On the approach to the tunnel between Kowloon and Hong
Kong, stuck in traffic beneath a huge electronic billboard showing animated stock market graphs in white, emerald, and ruby, I gazed into the next lane at a brand-new gray BMW 733i, smooth and polished as a drop of molten glass. Behind the wheel was a Chinese man, affluently fleshy. He'd taken off his suit jacket to expose a striped shirt, French cuffs, the cuff links flashing around the rim of the steering wheel. In the passenger seat to his left sat a beautiful young woman who had flipped her sunvisor down, centering her face in a pool of light from the vanity mirror; as she discussed the day's events with the man, she deftly touched up her Shiseido - not that I would have guessed she was wearing any, and not that she seemed especially vain or preoccupied. The BMW kept pace with my taxi through the tunnel and then the lanes diverged. I couldn't help wondering what the hell was going to happen to this place when it becomes part of the People's Republic in 1997. Needless to say, a lot of Hong Kong residents are wondering the same thing.
The working class there doesn't speak English, but the computer-owning classes do, and the place is heavily networked. Larry Riley and James Campbell, Australian and Sri
Lankan respectively, are the tech reporters for the South China
Morning Post, and they've started a magazine called The
Dataphile, which lists some 700 BBSes in Hong Kong, most reachable via FidoNet - including boards for Communists,
Methodists, Programmers, and Accountants.
Until recently it hasn't been easy for these people to hook into the Internet, but gateways are opening up. Aaron Y. T. Cheung is the executive director of Hong Kong Internet & Gateway
Services Ltd., which has just leased a line between Hong Kong and California.

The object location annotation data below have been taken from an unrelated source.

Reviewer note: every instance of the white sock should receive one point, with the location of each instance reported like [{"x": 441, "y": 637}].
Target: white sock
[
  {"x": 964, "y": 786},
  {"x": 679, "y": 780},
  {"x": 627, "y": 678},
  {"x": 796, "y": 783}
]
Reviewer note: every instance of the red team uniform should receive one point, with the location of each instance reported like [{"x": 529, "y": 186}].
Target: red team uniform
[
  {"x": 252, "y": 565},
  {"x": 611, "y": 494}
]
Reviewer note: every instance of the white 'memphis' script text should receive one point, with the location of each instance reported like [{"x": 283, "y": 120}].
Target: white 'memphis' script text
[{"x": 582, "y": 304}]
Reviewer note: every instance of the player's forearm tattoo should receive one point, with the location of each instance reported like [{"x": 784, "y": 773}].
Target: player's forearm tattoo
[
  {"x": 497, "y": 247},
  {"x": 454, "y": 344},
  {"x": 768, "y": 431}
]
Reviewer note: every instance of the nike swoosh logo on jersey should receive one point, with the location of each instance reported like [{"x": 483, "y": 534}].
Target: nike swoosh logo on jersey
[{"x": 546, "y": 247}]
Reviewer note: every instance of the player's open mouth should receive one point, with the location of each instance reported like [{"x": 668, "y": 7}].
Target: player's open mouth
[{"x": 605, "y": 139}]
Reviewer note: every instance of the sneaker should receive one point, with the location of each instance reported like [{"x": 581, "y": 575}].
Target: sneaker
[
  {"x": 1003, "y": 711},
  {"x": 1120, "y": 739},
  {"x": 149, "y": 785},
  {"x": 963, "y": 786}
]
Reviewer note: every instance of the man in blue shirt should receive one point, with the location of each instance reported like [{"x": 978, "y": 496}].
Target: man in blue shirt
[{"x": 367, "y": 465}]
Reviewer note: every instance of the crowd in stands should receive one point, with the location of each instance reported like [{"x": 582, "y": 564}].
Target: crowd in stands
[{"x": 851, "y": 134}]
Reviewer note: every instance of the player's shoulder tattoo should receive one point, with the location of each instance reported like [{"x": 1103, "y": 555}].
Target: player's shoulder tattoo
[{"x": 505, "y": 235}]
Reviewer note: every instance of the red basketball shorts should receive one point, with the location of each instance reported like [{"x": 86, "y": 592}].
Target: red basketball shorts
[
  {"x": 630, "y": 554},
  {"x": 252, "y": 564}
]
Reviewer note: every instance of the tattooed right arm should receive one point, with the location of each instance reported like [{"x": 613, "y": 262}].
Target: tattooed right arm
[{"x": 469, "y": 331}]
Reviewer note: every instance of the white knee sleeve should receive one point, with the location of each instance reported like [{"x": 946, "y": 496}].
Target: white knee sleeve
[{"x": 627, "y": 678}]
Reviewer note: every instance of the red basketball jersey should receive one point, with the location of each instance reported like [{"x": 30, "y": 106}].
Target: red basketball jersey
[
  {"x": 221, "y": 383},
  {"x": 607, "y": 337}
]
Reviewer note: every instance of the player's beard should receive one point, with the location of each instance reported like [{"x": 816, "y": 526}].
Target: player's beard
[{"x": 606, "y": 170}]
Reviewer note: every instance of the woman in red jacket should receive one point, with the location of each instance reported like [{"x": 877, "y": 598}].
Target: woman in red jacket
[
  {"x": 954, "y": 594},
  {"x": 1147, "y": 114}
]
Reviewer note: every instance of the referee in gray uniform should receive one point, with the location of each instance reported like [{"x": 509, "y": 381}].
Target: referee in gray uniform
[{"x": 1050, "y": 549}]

If anyone's going to be the informational mogul of South China, it's probably Cheung. He's a compact, solid, sunny, energetic guy, trained at the University of Minnesota, and jammed with so much information about optical fiber, telecommunications policy, baud rates, Chinese politics, packet data networks, and other arcana that he can hardly get the information out of his mouth fast enough.
Now, not to put too fine a point on it, but in a very few years,
Riley and Campbell and Cheung, the 700 sysops of the Hong Kong boards, and all of their subscribers are going to go to bed free men and women and wake up subjects of an unimaginably corrupt totalitarian dictatorship whose concept of a legal system is to blow the offender's head off with a revolver and then send the victim's mother a bill for the bullet (27 fen, or about a nickel). Is China going to eat Hong Kong alive, or is Hong Kong going to impregnate its new host with more new memes than it can deal with?
Let's start with the first possibility.
Cheung's got a copy of some 10 Mbytes of traffic from soc.culture.china that appeared between the first hunger strikes in Tiananmen in mid-May and the end of June. Ninety percent of it is from from overseas Chinese in universities and tech companies in the States, who typically act as intermediaries between the Net and their friends in the PRC.